2. Front-End Passes for FPGA-Oriented Optimizations and Transformation

In this part, Light-HLS will transform the IR code according to the FPGA characteristics for optimization.

A. Function Level:

(A.1) Function Instantiation: In C/C++ source code, a function might be reused to process different data. For CPU, the function can be consistent for different data source during compilation. However, for FPGA, if the function processes data with different structures, e.g. they are partitioned with different factors, the function needs to be instantiated by Light-HLS for different data, for different analysis and optimizations.

B. Loop Level:

(B.1) Loop Extraction: This is an optimization for loop level optimization. In HLS, the functions processing independent objects can be run concurrently. Therefore, extracting the loops into functions can help to raise the parallelism among loops. In LLVM-9.0.0, LoopExtractor Pass has been implemented.

(B.2) Loop Simplification / Index Variable Simplify: For further analysis of loops, e.g. tripcount evaluation and header/exit detection, Light-HLS needs to canonicalize natural loops. What is canpnical loops? WARNING: Currently, Light-HLS cannot process non-canpnical loop, for which we are dealing with.

(B.3) Loop Strength Reduction (LSR): In the loops, there could be some expressions involving the index variables of the loops. Loop strength reduction will try to transform those operations into more efficient operations, e.g. from multiplication to addition, (A = i*30 => A = A + 30 (i is a index of loop)). LLVM provides LSR Pass but some multiplications, used in address calculation, may stay after loop strength reduction, if the target machine has scaled index addressing mode. However, FPGA is not one of the target machine of official LLVM. In order to enforce the LSR for HLS, Light-HLS includes its own LSR Pass.

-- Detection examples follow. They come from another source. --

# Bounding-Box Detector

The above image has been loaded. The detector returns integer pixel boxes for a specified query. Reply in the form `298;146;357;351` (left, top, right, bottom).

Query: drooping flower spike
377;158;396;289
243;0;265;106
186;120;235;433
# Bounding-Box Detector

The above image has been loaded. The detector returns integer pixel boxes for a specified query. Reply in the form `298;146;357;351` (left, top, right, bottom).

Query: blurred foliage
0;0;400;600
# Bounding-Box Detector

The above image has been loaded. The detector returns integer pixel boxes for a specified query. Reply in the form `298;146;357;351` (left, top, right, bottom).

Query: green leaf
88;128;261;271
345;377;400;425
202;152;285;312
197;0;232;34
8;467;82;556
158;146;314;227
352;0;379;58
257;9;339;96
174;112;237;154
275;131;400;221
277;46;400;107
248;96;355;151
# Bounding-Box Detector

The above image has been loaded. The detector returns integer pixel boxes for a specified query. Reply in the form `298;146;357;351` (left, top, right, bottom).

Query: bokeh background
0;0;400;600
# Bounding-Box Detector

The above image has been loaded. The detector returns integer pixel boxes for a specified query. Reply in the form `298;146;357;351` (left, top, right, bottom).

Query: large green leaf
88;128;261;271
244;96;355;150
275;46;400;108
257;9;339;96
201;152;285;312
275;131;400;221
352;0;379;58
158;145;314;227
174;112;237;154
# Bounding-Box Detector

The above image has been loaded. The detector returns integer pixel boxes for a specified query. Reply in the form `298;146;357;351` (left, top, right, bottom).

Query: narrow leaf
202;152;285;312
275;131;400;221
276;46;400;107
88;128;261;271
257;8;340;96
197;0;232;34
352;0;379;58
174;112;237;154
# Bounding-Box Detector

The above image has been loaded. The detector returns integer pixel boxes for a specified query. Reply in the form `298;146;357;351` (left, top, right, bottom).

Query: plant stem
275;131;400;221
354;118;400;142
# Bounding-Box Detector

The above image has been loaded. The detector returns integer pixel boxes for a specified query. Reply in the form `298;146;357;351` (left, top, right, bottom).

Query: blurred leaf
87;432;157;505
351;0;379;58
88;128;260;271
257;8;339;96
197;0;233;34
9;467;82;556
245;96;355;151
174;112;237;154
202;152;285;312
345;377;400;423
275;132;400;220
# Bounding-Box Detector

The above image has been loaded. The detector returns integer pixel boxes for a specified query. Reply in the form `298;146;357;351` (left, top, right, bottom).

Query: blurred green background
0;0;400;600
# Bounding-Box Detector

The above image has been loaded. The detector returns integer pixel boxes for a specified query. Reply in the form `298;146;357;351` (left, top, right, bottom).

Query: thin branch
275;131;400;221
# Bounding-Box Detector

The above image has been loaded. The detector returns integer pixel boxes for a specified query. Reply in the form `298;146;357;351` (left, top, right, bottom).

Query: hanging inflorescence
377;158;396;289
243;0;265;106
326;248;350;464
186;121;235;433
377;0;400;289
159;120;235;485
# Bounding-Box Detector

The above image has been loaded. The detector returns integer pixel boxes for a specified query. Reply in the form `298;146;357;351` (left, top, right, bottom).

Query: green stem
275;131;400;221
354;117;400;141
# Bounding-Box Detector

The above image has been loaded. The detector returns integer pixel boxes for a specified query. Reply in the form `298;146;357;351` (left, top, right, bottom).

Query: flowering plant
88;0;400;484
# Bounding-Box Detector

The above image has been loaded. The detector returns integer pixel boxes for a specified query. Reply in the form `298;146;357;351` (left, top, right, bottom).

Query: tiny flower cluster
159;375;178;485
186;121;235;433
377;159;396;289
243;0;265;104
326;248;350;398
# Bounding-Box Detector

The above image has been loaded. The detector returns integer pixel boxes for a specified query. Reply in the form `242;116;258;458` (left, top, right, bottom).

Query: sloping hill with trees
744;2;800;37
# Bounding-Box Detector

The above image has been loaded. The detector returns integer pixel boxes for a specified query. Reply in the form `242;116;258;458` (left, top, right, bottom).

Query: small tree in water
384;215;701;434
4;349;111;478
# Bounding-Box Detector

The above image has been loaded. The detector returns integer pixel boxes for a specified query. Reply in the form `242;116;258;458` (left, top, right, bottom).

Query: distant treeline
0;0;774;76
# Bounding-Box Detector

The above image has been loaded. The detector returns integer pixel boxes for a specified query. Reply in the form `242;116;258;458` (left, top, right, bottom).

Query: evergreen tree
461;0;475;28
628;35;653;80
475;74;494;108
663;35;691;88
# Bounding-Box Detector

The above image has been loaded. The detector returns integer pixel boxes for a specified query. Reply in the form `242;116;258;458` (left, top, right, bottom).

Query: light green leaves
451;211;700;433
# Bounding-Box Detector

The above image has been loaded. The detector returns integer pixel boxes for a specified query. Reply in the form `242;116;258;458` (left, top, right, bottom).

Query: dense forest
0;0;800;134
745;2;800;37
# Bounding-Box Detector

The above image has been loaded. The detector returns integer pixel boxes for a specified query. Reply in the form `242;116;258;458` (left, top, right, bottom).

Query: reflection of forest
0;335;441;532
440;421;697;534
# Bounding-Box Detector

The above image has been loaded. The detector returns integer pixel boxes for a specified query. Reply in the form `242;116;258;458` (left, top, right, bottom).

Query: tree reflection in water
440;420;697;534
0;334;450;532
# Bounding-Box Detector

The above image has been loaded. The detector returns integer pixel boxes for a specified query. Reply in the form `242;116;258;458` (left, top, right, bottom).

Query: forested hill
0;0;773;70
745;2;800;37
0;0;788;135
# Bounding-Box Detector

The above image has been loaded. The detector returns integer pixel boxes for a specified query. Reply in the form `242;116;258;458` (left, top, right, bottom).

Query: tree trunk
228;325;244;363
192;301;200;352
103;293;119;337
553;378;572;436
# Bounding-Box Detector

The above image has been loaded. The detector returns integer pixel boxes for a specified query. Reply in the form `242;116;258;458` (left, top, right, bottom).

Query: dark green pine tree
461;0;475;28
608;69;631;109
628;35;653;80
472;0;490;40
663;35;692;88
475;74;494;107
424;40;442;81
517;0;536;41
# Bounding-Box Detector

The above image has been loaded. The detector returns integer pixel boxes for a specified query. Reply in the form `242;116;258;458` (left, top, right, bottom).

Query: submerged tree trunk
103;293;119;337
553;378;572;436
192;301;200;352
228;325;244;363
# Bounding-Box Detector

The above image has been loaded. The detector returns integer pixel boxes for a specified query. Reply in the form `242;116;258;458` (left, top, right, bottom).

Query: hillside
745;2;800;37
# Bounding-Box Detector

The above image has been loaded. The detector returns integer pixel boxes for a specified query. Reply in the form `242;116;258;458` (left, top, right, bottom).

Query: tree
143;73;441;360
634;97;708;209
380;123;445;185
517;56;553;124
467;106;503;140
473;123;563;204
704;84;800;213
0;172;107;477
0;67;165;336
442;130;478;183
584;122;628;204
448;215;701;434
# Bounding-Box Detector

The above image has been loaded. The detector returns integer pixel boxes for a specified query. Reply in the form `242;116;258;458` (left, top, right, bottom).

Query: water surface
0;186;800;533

(B.4) Loop Unrolling: Unrolling a loop could be benificial to FPGA parallelism, since after unrolling, those independent instructions can be executed concurrently. LLVM provides Loop Unrolling Pass which targets at CPU-like devices and unrolls loops according to specific criterias. However, for FPGA, we want to enforce loop unrolling for some loops and therefore, referring to the LLVM Pass, Light-HLS provides a loop unroller which will unroll loop according to the configuration file, which specifies the unrolling factor and the label of the loops should be unrolled.

C. General Instruction Level:

(C.1) Duplicated Instruction Removal: Duplicated instructions are those instructions with the same opcode and the same operands in the IR code. This kind of situations may usually occur after loop unrolling and GER lowering, since there could be the similar instructions in different iterations or the calculation of different addresses. Light-HLS will remove those duplicated ones to reduce the cost for FPGA implementation.

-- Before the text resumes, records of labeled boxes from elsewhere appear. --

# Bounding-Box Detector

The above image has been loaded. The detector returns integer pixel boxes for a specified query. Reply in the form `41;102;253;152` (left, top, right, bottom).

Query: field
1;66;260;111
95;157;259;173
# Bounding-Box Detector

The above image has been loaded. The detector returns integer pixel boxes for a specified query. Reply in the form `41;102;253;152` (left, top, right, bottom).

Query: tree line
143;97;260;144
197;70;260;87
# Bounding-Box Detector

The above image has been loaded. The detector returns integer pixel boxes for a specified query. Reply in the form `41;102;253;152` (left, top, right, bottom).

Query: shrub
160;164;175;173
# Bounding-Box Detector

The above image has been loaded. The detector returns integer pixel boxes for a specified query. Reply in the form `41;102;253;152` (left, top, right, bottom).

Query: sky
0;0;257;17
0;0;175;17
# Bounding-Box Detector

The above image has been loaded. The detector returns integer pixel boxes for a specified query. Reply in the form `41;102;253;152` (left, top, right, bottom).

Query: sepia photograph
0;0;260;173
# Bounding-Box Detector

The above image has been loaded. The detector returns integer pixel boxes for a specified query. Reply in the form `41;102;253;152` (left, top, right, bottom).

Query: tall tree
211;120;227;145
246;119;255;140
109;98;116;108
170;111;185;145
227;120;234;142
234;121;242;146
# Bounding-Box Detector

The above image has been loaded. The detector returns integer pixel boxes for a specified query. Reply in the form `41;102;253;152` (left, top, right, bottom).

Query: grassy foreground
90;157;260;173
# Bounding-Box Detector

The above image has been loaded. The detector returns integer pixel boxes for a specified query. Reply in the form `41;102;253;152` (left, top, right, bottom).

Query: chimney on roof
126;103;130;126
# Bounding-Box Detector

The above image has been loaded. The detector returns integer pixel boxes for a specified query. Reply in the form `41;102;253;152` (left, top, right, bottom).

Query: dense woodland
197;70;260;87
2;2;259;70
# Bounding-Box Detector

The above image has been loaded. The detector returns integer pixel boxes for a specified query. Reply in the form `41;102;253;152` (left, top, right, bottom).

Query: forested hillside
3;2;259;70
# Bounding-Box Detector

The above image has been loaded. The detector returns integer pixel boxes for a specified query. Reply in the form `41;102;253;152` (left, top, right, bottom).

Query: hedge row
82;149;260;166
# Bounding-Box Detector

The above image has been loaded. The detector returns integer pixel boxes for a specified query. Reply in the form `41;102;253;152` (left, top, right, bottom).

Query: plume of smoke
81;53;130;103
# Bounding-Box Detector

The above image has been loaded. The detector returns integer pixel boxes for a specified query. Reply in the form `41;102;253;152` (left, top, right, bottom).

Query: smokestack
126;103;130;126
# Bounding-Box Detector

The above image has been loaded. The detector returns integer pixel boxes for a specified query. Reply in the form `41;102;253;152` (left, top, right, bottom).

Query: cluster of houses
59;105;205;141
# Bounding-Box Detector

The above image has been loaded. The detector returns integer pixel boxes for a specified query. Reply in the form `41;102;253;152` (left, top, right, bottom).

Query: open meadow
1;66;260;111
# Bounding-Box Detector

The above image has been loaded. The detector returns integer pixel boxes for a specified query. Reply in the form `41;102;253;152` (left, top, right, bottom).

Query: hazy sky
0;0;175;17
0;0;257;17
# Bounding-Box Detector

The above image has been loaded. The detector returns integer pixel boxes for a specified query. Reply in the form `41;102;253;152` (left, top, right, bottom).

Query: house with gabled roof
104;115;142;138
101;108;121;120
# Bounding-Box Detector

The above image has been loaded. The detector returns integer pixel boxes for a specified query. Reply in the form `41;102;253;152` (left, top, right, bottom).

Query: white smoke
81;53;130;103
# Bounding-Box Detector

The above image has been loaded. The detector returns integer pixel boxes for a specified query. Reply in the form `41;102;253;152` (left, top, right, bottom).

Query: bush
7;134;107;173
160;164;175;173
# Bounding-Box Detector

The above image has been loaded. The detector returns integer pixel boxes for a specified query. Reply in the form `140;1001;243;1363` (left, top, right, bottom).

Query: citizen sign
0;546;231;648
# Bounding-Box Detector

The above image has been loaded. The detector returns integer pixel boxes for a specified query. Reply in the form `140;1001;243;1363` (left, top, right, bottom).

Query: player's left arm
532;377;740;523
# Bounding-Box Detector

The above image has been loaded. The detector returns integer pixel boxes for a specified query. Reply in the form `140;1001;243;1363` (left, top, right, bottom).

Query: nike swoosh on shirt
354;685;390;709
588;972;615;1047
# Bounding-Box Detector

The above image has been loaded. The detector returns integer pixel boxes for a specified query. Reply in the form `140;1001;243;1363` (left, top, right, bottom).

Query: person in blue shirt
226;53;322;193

(C.2) Multiplication Optimization: A series of multiplication operations (reduction) can be transformed into a multiplier tree or just ordered them to postpone the accesses to reduce computation latency. Moreover, some multiplication with constant can be transformed into shift operation to reduce overhead.

(C.3) Addition Optimization: A series of addition operations (reduction) can be ordered them to postpone the accesses.

(C.4) Instruction Hoisting: There could be instructions in branches: some of them are actually independent with the branch PHI operations or some of them are shared among branches. For these situations, the instructions might be hoisted from the branches to their dominant nodes, so the instructions could be executed in advance or in parallel with other previous operations, to lower the latency.

(C.5) Bitwidth Optimization: On FPGA, the arbitrary precision integers are supported and the overhead of the operations are sensitive to the bitwidth of the operations. Therefore, bitwidth optimization is important for FPGA HLS, which is implemented by Light-HLS.

D. Memory Access Level:

(D.1) GEPLowering: GEP is an operation in LLVM to get the element pointer for the accesses to arrays. An array could have multiple dimensions and GEP helps to map the accesses to array to the exact memory address. However, the on-chip memory of FPGA are mainly BRAMs, which are actually "single-dimension". In order to ensure that the instructions can get data from BRAMs, Light-HLS lowers the GEP to those exact operations of address calculation. For example, for the access B[i][j] to the array B[70][20], Light-HLS will transform the GEP operation into the multiplication and addition, e.g. i*20+j.

(D.2) Redundant Access Removal: There could be many redundant memory accesses in IR code, especially after loop unrolling. Here, Light-HLS removes those some of accesses, assuming that FPGA is the only one device processing those data.